A primeira bomba atómica tinha a sua assinatura

Após três anos de noites mal dormidas e sob a pressão da guerra e da competição com a Alemanha nazi, os americanos tinham finalmente luz verde para o primeiro grande teste da derradeira arma que poderia, por si só, vencer um conflito. No deserto do Novo México, as preparações foram feitas.

J. Robert Oppenheimer, o cientista à frente do Projeto Manhattan, escolhera o nome de código Trindade para a experiência que iria detonar a primeira bomba a 16 de julho de 1945. A cerca de 16 quilómetros, Oppenheimer e os restantes investigadores e militares deram a ordem de detonação. Mesmo a essa distância, o calor sentido foi semelhante “ao de um forno”.

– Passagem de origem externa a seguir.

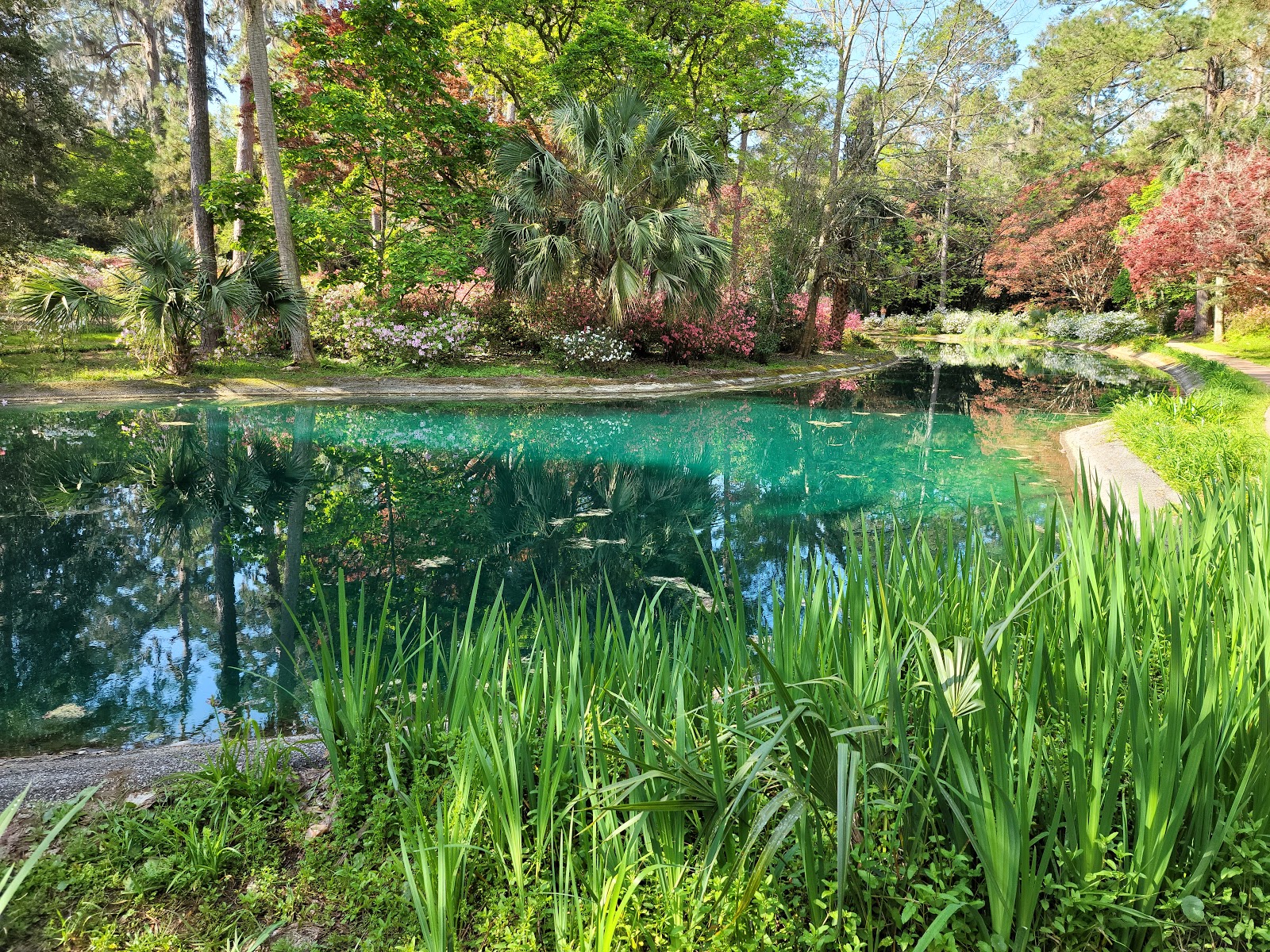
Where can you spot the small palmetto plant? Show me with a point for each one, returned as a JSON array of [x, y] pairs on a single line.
[[160, 296], [610, 200]]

O céu noturno iluminou-se como se fosse dia. A onda de choque chegou aos observadores 40 segundos depois da explosão e foi sentida a mais de 160 quilómetros. No solo, ficou a marca de uma cratera com mais de 80 metros de diâmetro — e a prova de que tinham criado a mais potente e perigosa arma da história da humanidade.

Oppenheimer diria mais tarde, sobre o que sentiu ao ver a sua criação tornada realidade, citando uma frase das escrituras hindus: “Transformei-me na Morte, o destruidor de mundos.” Mais de 70 anos depois, os seus avanços científicos criaram um mundo que vive eternamente sob o a sombra do terror nuclear, sentido de perto durante a Guerra Fria e agora, à medida que cresce a ameaça da escalada de um conflito com a Rússia, que teima em lembrar que pode recorrer às armas nucleares.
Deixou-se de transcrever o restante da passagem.